Cruz also wants to address downtown San Diego's failure to incorporate useful public space.
“Public space in our time has less to do with a little square that is nice and comfortable,” he said. “It has more to do with a very committed collaboration, an idea of collaboration between public and private.”
When asked about the Navy Broadway Complex, Cruz said the city has already made mistakes when it comes to redeveloping the waterfront, pointing out that buildings along Harbor Drive have created a wall between the Gaslamp Quarter and the bay.
Former CCDC chairman Peter Q. Davis says Cruz's appointment comes at the right time. Davis said the mission of CCDC has changed “from cleaning up blight and reducing crime to one of design and use, integrity.”
-Kinsee Morlan
Ewell's other nut job
Not sure how we missed this one, but it's still fun.
In his new job as City Manager of Santa Monica, former San Diego City Manager Lamont Ewell-once famous for his very public dust-ups with squirrelly City Attorney Mike Aguirre-has had to battle a different type of nutcracker.
Shortly after taking office in early January, Ewell-who CityBeat always suspected had a mean streak-ordered Santa Monica city staff to gas hundreds of fuzzy little ground squirrels that had built burrows within the city's Palisades Park.
The Los Angeles County Health Department had previously ordered the city to reduce the number of ground squirrels there and, in a written statement, Ewell cited potential health concerns and liability claims if the city didn't take immediate action to reduce the population.

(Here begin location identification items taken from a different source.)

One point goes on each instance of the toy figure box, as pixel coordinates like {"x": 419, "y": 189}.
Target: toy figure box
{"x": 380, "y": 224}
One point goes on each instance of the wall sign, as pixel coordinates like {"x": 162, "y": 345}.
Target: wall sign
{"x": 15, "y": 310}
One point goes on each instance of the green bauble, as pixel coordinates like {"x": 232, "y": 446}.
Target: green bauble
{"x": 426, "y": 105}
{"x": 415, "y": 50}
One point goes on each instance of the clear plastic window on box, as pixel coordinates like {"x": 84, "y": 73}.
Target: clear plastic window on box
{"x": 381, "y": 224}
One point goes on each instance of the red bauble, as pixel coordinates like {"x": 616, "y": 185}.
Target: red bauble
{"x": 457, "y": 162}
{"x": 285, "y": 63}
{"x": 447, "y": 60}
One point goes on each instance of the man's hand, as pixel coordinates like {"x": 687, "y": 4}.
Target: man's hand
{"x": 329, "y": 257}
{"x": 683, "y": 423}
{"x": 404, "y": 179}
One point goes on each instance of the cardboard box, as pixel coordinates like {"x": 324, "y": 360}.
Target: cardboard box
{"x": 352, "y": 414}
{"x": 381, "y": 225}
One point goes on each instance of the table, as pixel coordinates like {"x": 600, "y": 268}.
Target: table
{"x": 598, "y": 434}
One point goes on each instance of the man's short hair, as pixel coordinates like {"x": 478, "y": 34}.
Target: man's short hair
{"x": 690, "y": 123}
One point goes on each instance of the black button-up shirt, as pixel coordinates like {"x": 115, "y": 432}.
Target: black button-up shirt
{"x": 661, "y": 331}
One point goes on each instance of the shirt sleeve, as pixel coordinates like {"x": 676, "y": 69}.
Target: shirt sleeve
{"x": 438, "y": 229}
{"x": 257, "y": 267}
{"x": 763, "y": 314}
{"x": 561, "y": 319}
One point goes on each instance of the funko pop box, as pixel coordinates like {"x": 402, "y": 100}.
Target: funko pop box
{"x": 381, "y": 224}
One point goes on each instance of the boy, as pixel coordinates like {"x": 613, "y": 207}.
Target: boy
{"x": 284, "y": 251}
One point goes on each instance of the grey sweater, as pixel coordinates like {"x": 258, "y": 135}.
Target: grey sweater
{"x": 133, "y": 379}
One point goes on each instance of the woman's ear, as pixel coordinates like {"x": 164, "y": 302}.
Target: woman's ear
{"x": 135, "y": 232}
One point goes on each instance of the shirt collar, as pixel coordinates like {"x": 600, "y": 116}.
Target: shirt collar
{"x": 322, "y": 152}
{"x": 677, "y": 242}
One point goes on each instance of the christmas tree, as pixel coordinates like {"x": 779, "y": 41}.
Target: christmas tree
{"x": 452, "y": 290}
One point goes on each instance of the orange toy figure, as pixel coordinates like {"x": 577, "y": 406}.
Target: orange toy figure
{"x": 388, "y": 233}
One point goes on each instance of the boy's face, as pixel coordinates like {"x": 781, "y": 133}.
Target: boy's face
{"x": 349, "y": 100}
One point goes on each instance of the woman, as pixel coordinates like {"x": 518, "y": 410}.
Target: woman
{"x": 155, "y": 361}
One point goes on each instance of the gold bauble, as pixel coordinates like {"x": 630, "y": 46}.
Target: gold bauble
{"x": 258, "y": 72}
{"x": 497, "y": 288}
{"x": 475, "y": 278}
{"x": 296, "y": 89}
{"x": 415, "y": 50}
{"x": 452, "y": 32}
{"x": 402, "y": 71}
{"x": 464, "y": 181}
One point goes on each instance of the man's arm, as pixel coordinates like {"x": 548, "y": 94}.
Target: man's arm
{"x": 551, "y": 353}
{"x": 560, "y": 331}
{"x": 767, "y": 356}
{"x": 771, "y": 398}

“This application is highly effective at reducing the number of squirrels quickly and, more importantly, with minimal suffering,” Ewell said in a prepared statement issued after handing the squirrels the death penalty. “As a person who loves animals, my goal is to avoid ever having to reduce the populations of squirrels in this manner again.”
Ewell's order drew a backlash from PETA and other animal-rights groups, but relations improved this spring when the city agreed to begin feeding the squirrels a drug that would sterilize them.